In 1988 David Fichter, with the help of volunteers, painted the Freedom Quilt Mural on the side of the American Friends Service Committee Building in Atlanta, Georgia. The mural was created as part of the Rainbow Coalition events during the 1988 Democratic National Convention. In February 2015 the building, owned by Georgia State University, was torn down – taking the mural with it. The quilted mural is thematically focused on non-violent heroes of history that struggled for justice and peace. It includes the faces of Mubarak Awad, Nelson Mandela, Winnie Mandela, Desmond Tutu, Oscar Romero, Rogoberta Menchu, Leonard Peltier, Andrew Goodman, Fannie Lou Hamer, Daniel Berrigan, Martin Luther King Jr., Rosa Parks, Mahatma Gandhi, and Lucretia Mott. It also includes the antislavery figures of Frederick Douglass and Harriet Tubman. Tubman points towards the North Star. Multi-racial hands stitch the quilt together, joining heroes (both famous and unknown) from all strands of history.
This large mural by Joshua Sarantitis, Lincoln Legacy, can be read from left to right, moving from Africa to America. The shape of Africa adorns the backdrop until the wooden boards of the slave ship transform into the American flag. Around the young child’s neck are three medallions: Abraham Lincoln’s face, Josiah Wedgwood’s abolitionist icon “Am I Not a Man and a Brother,” and Frederick Douglass' face. Made up of over 1 million glass mosaic tiles, it is the largest Venetian glass tile mural in Philadelphia at over 10,000 square feet. Located a block away from the Liberty Bell and Independence Mall, it is one of the few murals to be created in Philadelphia’s wealthier districts.
As part of a Rochester WALL\THERAPY mural project in 2013, muralist Lunar New Year used Trayvon Martin, a young Frederick Douglass, and a local resident called Christopher to depict three possible paths of African American manhood in his mural I Am/Yo Soy. The young boy on the edge of the mural pleads to the North Star in the sky in a position that echoes Josiah Wedgwood’s famous 18th-century "Am I Not a Man and a Brother" medallion. An older version of Douglass then sits on the right side on the mural, as the only figure beyond the real and painted chain link fences.Lunar New Year, who is an Ecuadorian American Newark-based artist, explained that the mural is about “the history of institutionalized injustice in the USA… Injustice forged Frederick Douglass’s character, robbed Trayvon Martin of his life and [it] is up to us, to dictate what future awaits for young 7 year old Christopher from Rochester.”

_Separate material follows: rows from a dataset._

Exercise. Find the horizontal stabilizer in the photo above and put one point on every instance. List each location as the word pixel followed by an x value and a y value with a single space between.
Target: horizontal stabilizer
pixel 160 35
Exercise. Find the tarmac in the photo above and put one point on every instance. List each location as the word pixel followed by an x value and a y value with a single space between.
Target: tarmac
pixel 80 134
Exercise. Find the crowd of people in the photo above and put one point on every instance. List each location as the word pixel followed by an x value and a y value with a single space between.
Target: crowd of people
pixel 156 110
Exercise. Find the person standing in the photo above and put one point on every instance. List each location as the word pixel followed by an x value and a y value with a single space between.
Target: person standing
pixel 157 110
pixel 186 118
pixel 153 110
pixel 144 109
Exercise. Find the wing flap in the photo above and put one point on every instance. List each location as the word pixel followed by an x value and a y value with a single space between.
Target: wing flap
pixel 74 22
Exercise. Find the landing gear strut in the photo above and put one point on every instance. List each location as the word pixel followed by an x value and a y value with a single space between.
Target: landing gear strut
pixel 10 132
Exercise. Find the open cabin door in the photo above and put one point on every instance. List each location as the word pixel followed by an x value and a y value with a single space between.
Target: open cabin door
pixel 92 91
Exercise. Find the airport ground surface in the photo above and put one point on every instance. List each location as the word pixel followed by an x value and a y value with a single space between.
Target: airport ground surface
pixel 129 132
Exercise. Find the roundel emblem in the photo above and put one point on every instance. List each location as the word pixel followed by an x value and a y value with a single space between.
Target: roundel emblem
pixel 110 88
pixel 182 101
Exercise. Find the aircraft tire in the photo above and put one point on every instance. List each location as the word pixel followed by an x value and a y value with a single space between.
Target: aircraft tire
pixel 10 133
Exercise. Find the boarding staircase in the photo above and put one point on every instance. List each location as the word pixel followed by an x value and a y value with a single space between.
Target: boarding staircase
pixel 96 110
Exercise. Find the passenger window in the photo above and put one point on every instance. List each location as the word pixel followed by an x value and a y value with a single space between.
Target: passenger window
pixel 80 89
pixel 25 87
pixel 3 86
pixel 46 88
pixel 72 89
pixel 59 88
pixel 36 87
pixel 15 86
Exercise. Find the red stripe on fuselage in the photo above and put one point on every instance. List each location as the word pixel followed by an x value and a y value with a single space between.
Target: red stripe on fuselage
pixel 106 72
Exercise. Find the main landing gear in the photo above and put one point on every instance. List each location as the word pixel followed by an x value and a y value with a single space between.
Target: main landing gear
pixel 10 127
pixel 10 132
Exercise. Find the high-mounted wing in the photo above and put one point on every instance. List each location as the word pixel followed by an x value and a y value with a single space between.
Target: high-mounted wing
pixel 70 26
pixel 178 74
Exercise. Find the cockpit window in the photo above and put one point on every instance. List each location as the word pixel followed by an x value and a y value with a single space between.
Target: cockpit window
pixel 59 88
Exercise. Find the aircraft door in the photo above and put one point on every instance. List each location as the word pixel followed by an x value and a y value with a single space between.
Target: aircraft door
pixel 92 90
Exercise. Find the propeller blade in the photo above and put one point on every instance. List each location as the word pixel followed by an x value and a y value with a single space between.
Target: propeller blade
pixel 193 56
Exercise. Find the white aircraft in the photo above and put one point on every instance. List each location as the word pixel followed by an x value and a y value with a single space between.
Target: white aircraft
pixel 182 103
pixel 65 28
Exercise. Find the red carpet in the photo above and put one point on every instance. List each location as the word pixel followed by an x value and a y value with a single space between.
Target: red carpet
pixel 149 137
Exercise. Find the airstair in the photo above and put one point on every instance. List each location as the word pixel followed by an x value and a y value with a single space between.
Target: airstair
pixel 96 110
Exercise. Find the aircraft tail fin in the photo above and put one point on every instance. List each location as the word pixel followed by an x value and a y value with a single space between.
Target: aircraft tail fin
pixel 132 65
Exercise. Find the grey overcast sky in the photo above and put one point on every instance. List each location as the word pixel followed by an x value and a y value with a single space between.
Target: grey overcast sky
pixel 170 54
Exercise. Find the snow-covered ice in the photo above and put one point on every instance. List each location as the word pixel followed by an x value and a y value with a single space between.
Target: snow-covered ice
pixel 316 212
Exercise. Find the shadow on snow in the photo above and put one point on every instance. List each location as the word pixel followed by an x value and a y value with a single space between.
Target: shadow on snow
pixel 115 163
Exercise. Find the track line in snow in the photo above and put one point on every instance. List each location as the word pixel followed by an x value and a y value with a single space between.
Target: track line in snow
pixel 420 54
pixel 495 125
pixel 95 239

Am I Not a Man and a Brother? was a piece of documentary theatre devised by Reveal Theatre Company in partnership with North Staffordshire Racial Equality Council. It used stories and testimony from the African Caribbean community in Stoke-on-Trent and North Staffordshire, interwoven with historical and contemporary slave stories. The play was produced by Robert Marsden and Julia Barton. The production was launched at the Stoke-on-Trent Racial Equality Council - where it was performed to the local people who had contributed their stories and was accompanied by a performance by a local Black choir - and then toured to venues in Bristol, London and Liverpool.